The Monadhliath Mountains /ˌmoʊnəˈliːə/, or Monadh Liath, are a range of mountains in Scotland. Monadh Liath is Scottish Gaelic, and means "grey mountain range". Running in a northeast to southwest direction, it lies on the western side of Strathspey, to the west of the Cairngorms and to the south east of Loch Ness. Its southwestern limit is usually taken to be Corrieyairack Pass (763 m) but similar uplands continue to Glen Roy and Spean Bridge. The range is within the Highland council area, and the south and east fringes are within the Cairngorms National Park. The high point of the range is Càrn Dearg, at 945 m, located 40 km south of Inverness. This is one of four Munros in the Monadhliath, the others being A'Chailleach (930 m), Geal Chàrn (926 m), and Càrn Sgulain (920 m). Part of the Monadhliath Mountains are designated a Special Area of Conservation (SAC) due to the presence of blanket bog. Monadhliath SAC is also a Site of Special Scientific Interest (SSSI). Part of Monadhliath SSSI is part of the River Spey SAC due to the presence of atlantic salmon, otters, sea lamprey and freshwater pearl mussel.

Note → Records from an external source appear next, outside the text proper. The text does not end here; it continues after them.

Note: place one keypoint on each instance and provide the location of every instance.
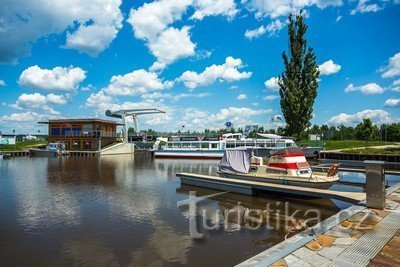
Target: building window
(87, 145)
(55, 131)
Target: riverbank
(368, 233)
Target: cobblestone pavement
(325, 248)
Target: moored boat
(286, 166)
(215, 147)
(52, 150)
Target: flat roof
(84, 120)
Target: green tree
(299, 82)
(364, 131)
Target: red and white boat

The Monadh Liath differs greatly in character from the greater Highland mountains to the south and west, as an elevated moorland with no proper ridges. The four Munros are all on the Spey rim, three making a classic circuit from Newtonmore; the interior is rarely visited. The main valley within the Monadh Liath is the Findhorn. It is unusually sinuous, being an incised meandering river valley very little altered by glaciers.

The landscape of the Monadh Liath is one of the most ancient in Britain, its essentials as a secondary massif flanking the Cairngorms having evolved continuously since the Caledonian Mountains were created over 400 million years ago. Thus the land surface still slopes gently northwest towards the Great Glen, away from the main Grampian divide which crosses the Cairngorms.

Although icesheets have repeatedly covered the Monadh Liath, they have done little to change its character: there are no corries away from the Munros fringe, and only a few short glaciated troughs, notably Glen Killin on the north. It has just become recognised that thin ice on the plateau is frozen to the ground, but as it starts to flow into the troughs it thickens, accelerates, and warms up so it can erode and enlarge them. This has occurred as recently as the last (Younger Dryas) glacial period ~12000 years ago.

The interior of the Monadh Liath is remote and desolate, with little remaining native tree cover. This is a result of human activity, deforestation and overgrazing by sheep and deer over the last thousand years, in common with much of the Scottish Highlands. The renewable energy gold rush has already led to the Glendoe Hydro Scheme above Fort Augustus. The actual reservoir and dam are not unduly intrusive, but the extensive network of heavy-duty access roads to service all the weirs diverting water into the catchment have altered its remoteness and wildness. These roads have also facilitated a very large wind energy project, one of several encouraged by proximity to the high-capacity Beauly-Denny power transmission line over Corrieyairack Pass, and which now dominate the NW Grampian skyline in views from the Cairngorms and Western Highlands up to 50 mi away.